Last week, a specific news story made the ‘usual rounds’ on the blogs as well as the traditional media. There are dozens of examples of it; here’s NPR’s take. The gist is that, according to a specific study, males speak close to as many words a day as females do, shattering the preconceived notion of women being chatterboxes. Continuing yesterday’s theme of misleading statistics, here’s a counterpoint to the well-received study.
First and foremost, I must link to The Princeton Review’s podcast series, LSAT Logic In Everyday Life. On its latest episode, it delved into this topic in some detail (mp3). No, I don’t plan on taking the LSAT anytime soon. I just enjoy the logical processes employed within the podcast.

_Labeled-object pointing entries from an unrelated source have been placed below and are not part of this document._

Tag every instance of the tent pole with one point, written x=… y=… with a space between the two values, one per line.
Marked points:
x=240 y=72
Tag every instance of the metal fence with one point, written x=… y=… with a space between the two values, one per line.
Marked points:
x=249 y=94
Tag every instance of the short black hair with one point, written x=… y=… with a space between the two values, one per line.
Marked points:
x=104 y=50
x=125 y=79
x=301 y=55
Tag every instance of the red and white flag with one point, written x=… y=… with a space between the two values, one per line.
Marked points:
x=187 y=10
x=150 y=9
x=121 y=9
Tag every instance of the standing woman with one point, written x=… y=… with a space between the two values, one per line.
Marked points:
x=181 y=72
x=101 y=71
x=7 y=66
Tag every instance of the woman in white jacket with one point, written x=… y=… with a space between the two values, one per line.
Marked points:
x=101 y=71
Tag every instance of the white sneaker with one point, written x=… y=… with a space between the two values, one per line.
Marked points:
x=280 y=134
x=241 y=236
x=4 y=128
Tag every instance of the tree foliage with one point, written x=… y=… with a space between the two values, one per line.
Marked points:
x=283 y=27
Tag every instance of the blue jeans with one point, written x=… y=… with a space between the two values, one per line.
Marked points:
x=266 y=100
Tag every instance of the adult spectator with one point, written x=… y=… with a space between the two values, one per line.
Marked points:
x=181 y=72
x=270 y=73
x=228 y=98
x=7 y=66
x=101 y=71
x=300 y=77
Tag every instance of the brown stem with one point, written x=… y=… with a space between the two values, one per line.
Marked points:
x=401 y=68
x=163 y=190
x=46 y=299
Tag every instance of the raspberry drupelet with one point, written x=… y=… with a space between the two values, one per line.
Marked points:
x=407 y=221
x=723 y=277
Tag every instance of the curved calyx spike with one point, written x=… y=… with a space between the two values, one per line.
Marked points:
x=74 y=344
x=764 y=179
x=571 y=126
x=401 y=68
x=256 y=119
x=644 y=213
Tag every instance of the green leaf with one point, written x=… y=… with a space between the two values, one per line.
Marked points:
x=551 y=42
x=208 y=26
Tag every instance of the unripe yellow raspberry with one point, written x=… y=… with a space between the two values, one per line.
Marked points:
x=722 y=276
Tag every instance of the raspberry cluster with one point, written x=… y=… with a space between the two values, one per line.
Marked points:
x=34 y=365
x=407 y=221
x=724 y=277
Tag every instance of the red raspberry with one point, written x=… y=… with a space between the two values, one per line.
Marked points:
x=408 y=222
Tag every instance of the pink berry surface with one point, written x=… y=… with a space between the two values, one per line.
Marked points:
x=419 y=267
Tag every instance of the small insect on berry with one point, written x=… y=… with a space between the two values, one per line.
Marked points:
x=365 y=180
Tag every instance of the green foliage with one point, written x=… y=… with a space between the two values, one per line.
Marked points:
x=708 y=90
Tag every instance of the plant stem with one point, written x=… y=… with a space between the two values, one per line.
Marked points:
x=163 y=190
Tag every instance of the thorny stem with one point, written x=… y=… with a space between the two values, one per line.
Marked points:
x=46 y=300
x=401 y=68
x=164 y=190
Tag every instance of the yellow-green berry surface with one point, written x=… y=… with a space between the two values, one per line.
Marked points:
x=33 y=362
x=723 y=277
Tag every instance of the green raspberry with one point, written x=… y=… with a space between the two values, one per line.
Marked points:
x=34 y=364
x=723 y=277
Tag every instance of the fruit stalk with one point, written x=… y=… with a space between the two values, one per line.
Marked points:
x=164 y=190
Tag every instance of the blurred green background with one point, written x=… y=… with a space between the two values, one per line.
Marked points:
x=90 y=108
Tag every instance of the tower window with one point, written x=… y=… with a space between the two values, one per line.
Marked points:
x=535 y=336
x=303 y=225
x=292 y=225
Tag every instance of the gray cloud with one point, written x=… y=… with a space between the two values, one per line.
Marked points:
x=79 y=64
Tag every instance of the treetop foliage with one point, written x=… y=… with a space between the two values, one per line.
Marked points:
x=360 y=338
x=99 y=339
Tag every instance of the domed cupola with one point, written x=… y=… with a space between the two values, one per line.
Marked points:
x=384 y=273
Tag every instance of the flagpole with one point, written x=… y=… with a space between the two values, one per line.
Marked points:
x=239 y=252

In the show, Andrew Brody makes a basic argument: is the myth that women talk more daily shattered or only explored? Again, we have another statistical problem. To quote NPR:
Researchers outfitted 396 college students — 345 Americans and 51 Mexicans — with devices that automatically recorded them every 12 1/2 minutes, which amounts to 4 percent of a person’s daily utterances.
The researches only studied college students. Brody’s point is that there might be something in the lifestyles of college students that makes both sexes speak near the same amount. In other words, it would have been nice if the study had used men and women of another profession and age group to bolster its ‘conclusion’.